In this study, census tract-level socioeconomic status was an independent predictor of in prostate cancer-specific survival based on a multi-dimensional measure of tract-level SES and helped account for racial disparities in survival. Two other studies have analyzed the impact of area-level SES on prostate cancer-specific survival in the United States using multidimensional measures of area-level SES. Robbins et al. evaluated whether differences in prostate cancer survival between 122,374 black men and non-Hispanic white men diagnosed with prostate cancer in the state of California between 1995 and 2004 were reduced or eliminated after accounting for differences in age, stage, treatment, grade, diagnosis year, and block-group SES (13). The cases were identified through the state’s population-based cancer registry data, and block group level SES was characterized using an index that incorporated seven 1990 U.S. census indicators of income, housing, education, and occupation to create a composite SES score (35) After simultaneous adjustment for the other prognostic factors under study, higher block group-level SES scores associated with a significantly lower risk of death from prostate cancer in both black and non-Hispanic white men (highest vs. lowest quintile, multivariate HR = 0.77 [95% CI = 0.60 to 0.99] and 0.66 [95% CI = 0.60 to 0.72], respectively). White al. conducted as similar population-based analysis in a multi-ethnic cohort of 87,449 men diagnosed with prostate cancer in the state of Texas between 1995 and 2002 (14). The authors measured block group-level SES using a principal component analysis-derived composite variable that incorporated median household income, percentage of men living below poverty, percentage with a college education, percentage with a management/professional occupation, and median home value based on the 2000 US census (36). After simultaneous adjustment for age, tumor stage, grade, diagnosis year, and rural residence, block group-level SES was significantly associated with prostate cancer-specific survival (lowest vs. highest quintile, multivariate HR = 1.36 [95% CI = 1.36 to 1.49]). Our results are consistent with the findings or these two studies.

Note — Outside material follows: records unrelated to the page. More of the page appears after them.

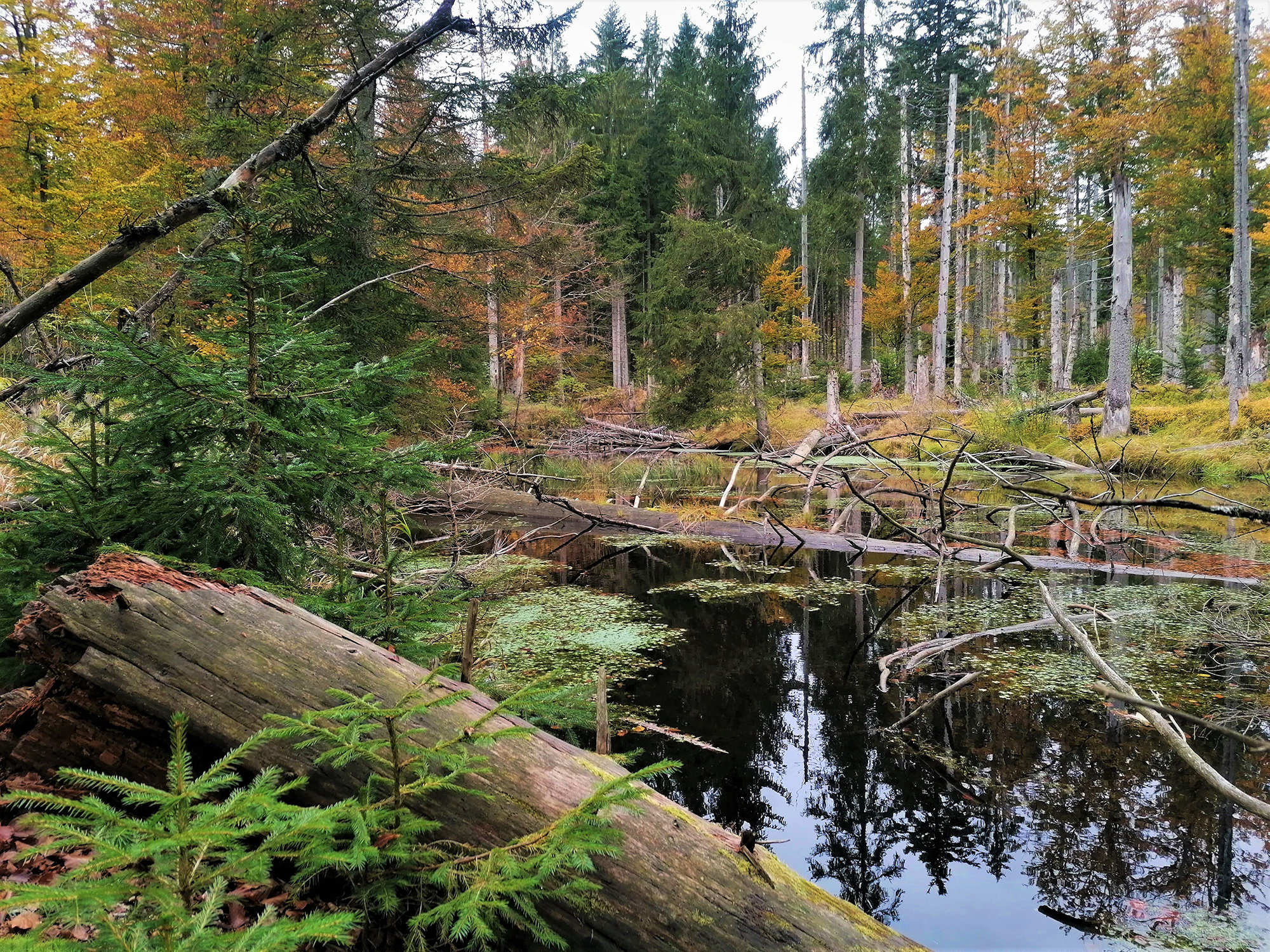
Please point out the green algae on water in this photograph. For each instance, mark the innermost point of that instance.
(570, 631)
(821, 592)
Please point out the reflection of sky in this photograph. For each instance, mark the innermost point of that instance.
(977, 913)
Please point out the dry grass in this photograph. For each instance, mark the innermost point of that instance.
(13, 431)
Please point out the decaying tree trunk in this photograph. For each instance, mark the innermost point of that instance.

White et al. also explored the impact of area-level SES and rural residence on racial/ethnic differences in prostate cancer-specific survival by comparing the hazard ratios for race/ethnicity across three models (table 5 in their paper). Model 1 consisted only of race/ethnicity only (non-Hispanic black, Hispanic, and Asian/Pacific Islander vs. non-Hispanic white); model 2 added age, stage, grade, and diagnosis year; and model 3 added block group SES and rural residence to the variables in model 2. The hazard ratio (95% CI) for non-Hispanic blacks vs. non-Hispanic whites in these models were 2.01 (1.89–2.17), 1.84 (1.71–1.97), and 1.70 (1.58–1.83), respectively. The authors did not evaluate the influence of SES and rural residence separately. However, the sequence of adjustments and trend in the black-white disparity in prostate cancer survival are similar to that in our study.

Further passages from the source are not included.